Ada pelajaran sedikit dari kisah hidup Mark Victor Hansen, penulis buku berseri The Chicken Soup for The Soul yang sudah diterjemahkan ke dalam berbagai bahasa di dunia, termasuk Indonesia. Bagaimana kisah Mark yang terkait dengan pembahasan kita ini? Sebelum akhirnya memutuskan untuk menulis buku itu, Mark memiliki sejarah hidup yang unik. Memulai usaha di bidang konstruksi milik keluarganya pada usia 20 tahun. Ketika usianya 26 tahun, usaha itu bangkrut total sampai membuat hidup Mark berantakan.
Setelah lama menjalani hidup yang menurutnya tidak jelas, perjumpaan dengan seorang kawan lama terjadi, namanya Jack Canfield, yang sekarang ini sering menjadi co-writer bersamanya. Dari Jack inilah Mark punya kesempatan untuk mendengarkan kaset berisi pidato tokoh kenamaan, namanya Cavertt Robert. Apa yang menarik dari pidato itu? Pidato yang berjudul "Are you the cause or are you the effect" (apakah anda sebagai penyebab atau sebagai akibat?) benar-benar membuat dirinya sadar bahwa selama ini dirinya merasa bukan sebagai penyebab, tetapi menjadi akibat (the effect). Saking tertariknya dengan isi pidato itu, Mark memutarnya sebanyak 287 kali.
Dalam sebuah wawancara tahun 1994 yang dikutip oleh majalah Entreprenur, Mark buka bicara bahwa salah satu alasan dominan mengapa 90 % ummat manusia gagal merealisasikan gagasannya adalah karena mereka menyadari sebagai akibat (the effect), bukan sebagai penyebab bagi dirinya.
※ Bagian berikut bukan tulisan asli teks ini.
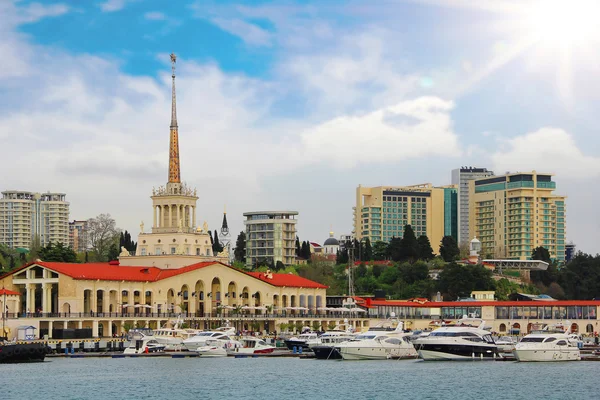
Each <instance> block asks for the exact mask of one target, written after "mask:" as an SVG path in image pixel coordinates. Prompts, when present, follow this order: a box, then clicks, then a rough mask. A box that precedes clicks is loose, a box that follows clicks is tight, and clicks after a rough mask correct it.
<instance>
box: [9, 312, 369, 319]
mask: <svg viewBox="0 0 600 400" xmlns="http://www.w3.org/2000/svg"><path fill="white" fill-rule="evenodd" d="M4 315H5V318H7V319H21V318H67V319H70V318H182V319H208V318H219V319H221V318H225V319H227V318H232V319H233V318H249V319H257V318H261V319H274V318H293V319H294V318H335V319H339V318H353V319H357V318H360V319H365V318H371V316H368V315H365V313H356V312H327V313H322V314H319V313H314V312H307V311H290V312H285V311H284V312H280V313H265V314H252V313H251V312H241V313H235V312H230V313H227V312H220V313H174V312H158V313H156V312H153V313H144V312H140V313H117V312H112V313H101V312H93V313H92V312H87V313H84V312H81V313H31V312H30V313H5V314H4Z"/></svg>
Washington Irvin mengatakan, 90 % penyebab kegagalan kita itu adalah permakluman diri (self excusing), yang sama pengertiannya dengan menjadi sebagai "akibat".
Karena Mark sadar bahwa di dunia ini masih banyak orang yang tidak merasa dirinya sebagai penyebab, maka bersama Jack Canfield, Mark menulis buku berseri itu. Inipun tidak langsung membuat Mark berubah nasibnya. Konon, sebelum buku-buku tersebut dinobatkan menjadi daftar unggulan, best seller, penolakan dari 33 penerbit sempat dialami. Bahkan dalam expo buku-buku, lebih dari 134 pengunjung mengatakan NO!. Hingga ada penerbit kecil yang mau mencetak bukunya lalu dari sinilah ia memulai
Saya kira masih banyak contoh di sekeliling kita yang bisa diambil pelajarannya. Memang kita harus fair bahwa mau kita berpikir sebagai "penyebab" atau sebagai "akibat", nasib kita tidak akan langsung berubah. Tidak ada perubahan nasib yang diciptakan dari pemikiran. Cuma, untuk mengubah nasib dibutuhkan isi dan model pemikiran yang berubah. Perubahan pemikiran akan mengubah sikap, sikap akan mengubah perlakuan atau prilaku, prilaku akan mengubah hasil.